Hatten die Druiden Angst, das Rezept ihres Zaubertrank geklaut zu bekommen? Sie haben sich jedenfalls konsequent geweigert, etwas schriftlich fest zu halten. Wissenschaftler haben es daher nicht einfach, hinweise auf die Sprache unserer keltischen Vorfahren zu finden. Eine wichtige Quelle sind Flur- und Gewässernamen, sowie alte, an die Arbeit in der Landwirtschaft gekoppelte Begriffe. Auch im Weinbau finden sich noch Lebenszeichen der Gallier. Neben Lay, dem Synonym für Schiefer, gilt die gallische Herkunft auch beim Begriff "Kummer" als gesichert. Als Kummer bezeichnen wir den Schotter, mit dem der Boden in unseren Weinbergen abgedeckt wird. Und Kümmern oder Bekümmern nennen wir das Ausbringen der Steine.


Bei der Weinbergsarbeit kullern übers Jahr viele Steine hangabwärts und liegen dann meist auf der Mauern und auf den Treppen. Ganz schön gefährlich, da es hier auf einen sicheren Tritt ankommt. Ein Arbeitsgang im Winter heißt daher: "Mauern abschöpfen". Die Steine werden dabei auf die jeweils untere Terrasse geschaufelt. Da so von der obersten Terrasse immer mehr Steine verschwinden muss sie in regelmäßigen Abständen gekümmert werden. Dort, wo die höchstgelegene Terrasse an einem Fels endet, wurden früher Steine gebrochen, mit einem schweren Hammer zerkleinert und dann gleichmäßig verteilt. Bis in die 1950er Jahre, wie ältere Kollegen berichten.

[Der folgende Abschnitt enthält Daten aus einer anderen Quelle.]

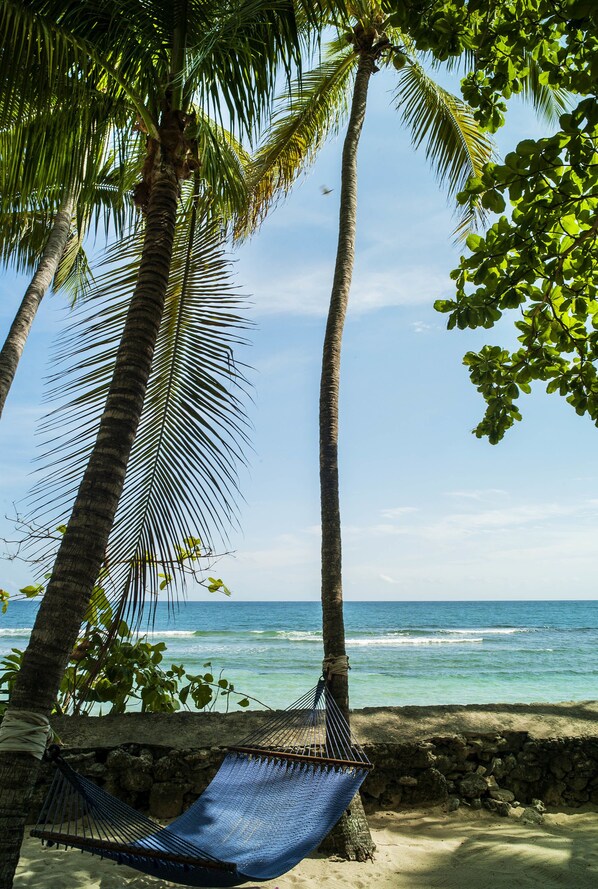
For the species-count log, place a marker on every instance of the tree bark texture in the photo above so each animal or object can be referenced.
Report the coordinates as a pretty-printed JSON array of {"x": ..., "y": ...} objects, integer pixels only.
[
  {"x": 84, "y": 543},
  {"x": 351, "y": 837},
  {"x": 332, "y": 591},
  {"x": 13, "y": 347}
]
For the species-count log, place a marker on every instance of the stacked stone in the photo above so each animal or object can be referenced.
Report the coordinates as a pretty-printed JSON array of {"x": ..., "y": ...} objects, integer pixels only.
[{"x": 498, "y": 772}]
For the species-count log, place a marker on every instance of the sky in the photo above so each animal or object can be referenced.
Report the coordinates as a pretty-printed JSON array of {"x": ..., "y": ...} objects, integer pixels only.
[{"x": 429, "y": 511}]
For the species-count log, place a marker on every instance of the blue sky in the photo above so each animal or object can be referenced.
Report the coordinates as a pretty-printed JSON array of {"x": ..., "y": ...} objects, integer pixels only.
[{"x": 429, "y": 511}]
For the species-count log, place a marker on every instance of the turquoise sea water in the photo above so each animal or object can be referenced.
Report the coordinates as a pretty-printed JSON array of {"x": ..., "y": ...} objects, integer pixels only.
[{"x": 400, "y": 652}]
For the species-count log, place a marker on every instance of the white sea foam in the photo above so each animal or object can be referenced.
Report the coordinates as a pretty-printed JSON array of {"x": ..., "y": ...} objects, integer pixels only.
[
  {"x": 490, "y": 631},
  {"x": 392, "y": 641},
  {"x": 165, "y": 634}
]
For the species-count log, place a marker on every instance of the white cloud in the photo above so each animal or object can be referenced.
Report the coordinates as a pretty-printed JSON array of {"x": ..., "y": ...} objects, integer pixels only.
[
  {"x": 397, "y": 511},
  {"x": 307, "y": 292},
  {"x": 481, "y": 494}
]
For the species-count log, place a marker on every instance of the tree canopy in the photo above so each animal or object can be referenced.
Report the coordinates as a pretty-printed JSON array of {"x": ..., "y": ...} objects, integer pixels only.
[{"x": 540, "y": 257}]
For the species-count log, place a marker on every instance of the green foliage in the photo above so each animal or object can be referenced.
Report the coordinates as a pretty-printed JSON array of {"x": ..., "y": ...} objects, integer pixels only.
[
  {"x": 111, "y": 670},
  {"x": 114, "y": 670},
  {"x": 540, "y": 260}
]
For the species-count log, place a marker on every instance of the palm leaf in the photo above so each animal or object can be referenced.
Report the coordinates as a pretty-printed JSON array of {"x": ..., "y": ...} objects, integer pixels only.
[
  {"x": 182, "y": 476},
  {"x": 315, "y": 109},
  {"x": 444, "y": 125}
]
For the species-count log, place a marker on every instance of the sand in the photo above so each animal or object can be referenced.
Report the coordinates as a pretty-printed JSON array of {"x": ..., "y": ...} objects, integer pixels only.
[{"x": 421, "y": 849}]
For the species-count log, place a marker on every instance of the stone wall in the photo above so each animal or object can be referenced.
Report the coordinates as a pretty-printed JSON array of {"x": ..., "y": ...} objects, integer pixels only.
[{"x": 494, "y": 770}]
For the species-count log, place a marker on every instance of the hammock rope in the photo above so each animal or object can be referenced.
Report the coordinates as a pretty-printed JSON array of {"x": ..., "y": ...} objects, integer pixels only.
[{"x": 275, "y": 797}]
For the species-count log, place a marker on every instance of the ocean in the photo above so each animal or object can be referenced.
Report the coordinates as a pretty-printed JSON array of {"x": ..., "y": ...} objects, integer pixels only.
[{"x": 400, "y": 652}]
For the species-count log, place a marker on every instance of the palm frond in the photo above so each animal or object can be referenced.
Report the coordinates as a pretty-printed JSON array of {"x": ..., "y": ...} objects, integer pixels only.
[
  {"x": 73, "y": 275},
  {"x": 315, "y": 109},
  {"x": 445, "y": 127},
  {"x": 262, "y": 36},
  {"x": 548, "y": 101},
  {"x": 182, "y": 476},
  {"x": 223, "y": 167}
]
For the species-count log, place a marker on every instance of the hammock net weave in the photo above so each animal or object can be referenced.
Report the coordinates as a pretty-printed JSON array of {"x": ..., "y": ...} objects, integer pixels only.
[{"x": 277, "y": 794}]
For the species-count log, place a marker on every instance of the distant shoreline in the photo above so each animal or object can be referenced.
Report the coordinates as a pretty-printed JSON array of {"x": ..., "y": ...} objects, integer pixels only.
[{"x": 371, "y": 725}]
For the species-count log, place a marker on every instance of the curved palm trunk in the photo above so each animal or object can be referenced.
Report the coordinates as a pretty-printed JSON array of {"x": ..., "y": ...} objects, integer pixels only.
[
  {"x": 351, "y": 837},
  {"x": 84, "y": 543},
  {"x": 11, "y": 351}
]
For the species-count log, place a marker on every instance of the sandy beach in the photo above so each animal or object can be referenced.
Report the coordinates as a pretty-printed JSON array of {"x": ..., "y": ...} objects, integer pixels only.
[{"x": 417, "y": 849}]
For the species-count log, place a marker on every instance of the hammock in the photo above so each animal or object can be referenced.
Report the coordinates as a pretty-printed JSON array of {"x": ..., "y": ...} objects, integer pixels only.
[{"x": 274, "y": 799}]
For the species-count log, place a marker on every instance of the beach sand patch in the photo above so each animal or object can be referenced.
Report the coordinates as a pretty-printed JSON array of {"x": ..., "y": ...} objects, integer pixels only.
[{"x": 423, "y": 849}]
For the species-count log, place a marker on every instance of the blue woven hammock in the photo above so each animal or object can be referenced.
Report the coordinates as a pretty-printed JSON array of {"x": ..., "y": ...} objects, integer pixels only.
[{"x": 273, "y": 800}]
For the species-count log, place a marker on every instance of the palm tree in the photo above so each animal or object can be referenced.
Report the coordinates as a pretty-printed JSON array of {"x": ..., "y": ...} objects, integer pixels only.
[
  {"x": 161, "y": 57},
  {"x": 457, "y": 149},
  {"x": 43, "y": 232}
]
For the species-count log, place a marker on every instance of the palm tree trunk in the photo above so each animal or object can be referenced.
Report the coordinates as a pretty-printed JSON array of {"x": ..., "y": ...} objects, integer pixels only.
[
  {"x": 351, "y": 838},
  {"x": 84, "y": 543},
  {"x": 11, "y": 351}
]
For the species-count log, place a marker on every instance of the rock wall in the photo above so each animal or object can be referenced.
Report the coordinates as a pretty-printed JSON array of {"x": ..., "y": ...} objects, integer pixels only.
[{"x": 494, "y": 770}]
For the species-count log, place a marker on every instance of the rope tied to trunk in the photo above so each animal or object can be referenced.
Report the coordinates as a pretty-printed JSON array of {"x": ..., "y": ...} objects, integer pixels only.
[
  {"x": 24, "y": 731},
  {"x": 335, "y": 666}
]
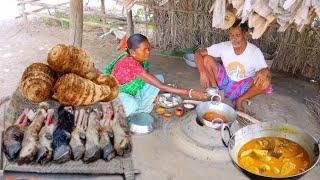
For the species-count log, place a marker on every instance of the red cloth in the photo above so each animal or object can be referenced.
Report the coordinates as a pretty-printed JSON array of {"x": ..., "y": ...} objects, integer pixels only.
[{"x": 126, "y": 69}]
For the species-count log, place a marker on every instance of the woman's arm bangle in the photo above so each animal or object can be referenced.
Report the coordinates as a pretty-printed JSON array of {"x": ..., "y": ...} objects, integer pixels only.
[{"x": 190, "y": 91}]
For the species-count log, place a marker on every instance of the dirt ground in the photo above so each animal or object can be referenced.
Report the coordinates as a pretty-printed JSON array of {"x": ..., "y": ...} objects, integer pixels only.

Und heute? Wir geben unser Bestes, damit der über 2000 Jahre alte Begriff lebendig bleibt! In einigen Weinbergen, besonders im Uhlen, helfen uns die Wildschweine. Auf der Suche nach Eicheln in den über den Terrassen gelegenen Wald befördern sie oft mehr Steine talwärts, als es uns lieb ist, und wir die Stöcke vor Steinschlag durch einen festen Zaum schützen müssen. Das andere extrem sind Weinberge, die an einem Wirtschaftsweg enden. Hier ist der Kummer Mangelware oft im ganzen Weinberg. Glücklicherweise können wir hier mit einem LKW anfahren, die Steine (vorsichtig) abkippen und mit der Hacke talwärts ziehen. Bei den Mengen an Steinen und den vielen Stunden Arbeit hat es was von Sisyphus. Besonders, da es alle par Jahre wiederholt werden muss. Aber nach mehr als 10 Jahre sehen wir hier und dort schon ganz akzeptable Ergebnisse. Ein größeres Erfolgserlebnis schenken uns Weinberge, die wir komplett neu Pflanzen. Da müssen wir auf die Reben keine Rücksicht nehmen und können die Steine durch Röhren ins Tal donnern lassen. Beim letzten komplett gekümmerten Weinberg - siehe Fotos - haben wir pro 1000 m² unglaubliche 250 Tonnen Schotter ausgebracht! Zwei Wochen Arbeit - und ein Krach wie bei einem Erdbeben. Aber dann.... Wir haben den Weinberg 2018 gepflanzt, dem trockensten Jahr seit Langem. Und die Reben sind gewachsen! Langsam zwar, aber mit dunkelgrünen, gesunden Blättern. Der Kummer schützt den Boden nämlich nicht nur vor Erosion, er schützt ihn auch vor Verdunstung. Und zu guter Letzt ist Kummer der beste Schutz vor unangenehmem bewuchs von Gras, Winde und Brombeeren. Zugegeben, zu Beginn macht das Laufen über den Schotter keinen großen Spaß. Aber da wir heute horizontal arbeiten ordnen sich die Steine in der Zeile nach einigen Jahren zu kleinen, recht bequemen, Mikroterrassen. Die Steine verhaken sich und bleiben liegen. Ein Weinberg für 100 Jahre!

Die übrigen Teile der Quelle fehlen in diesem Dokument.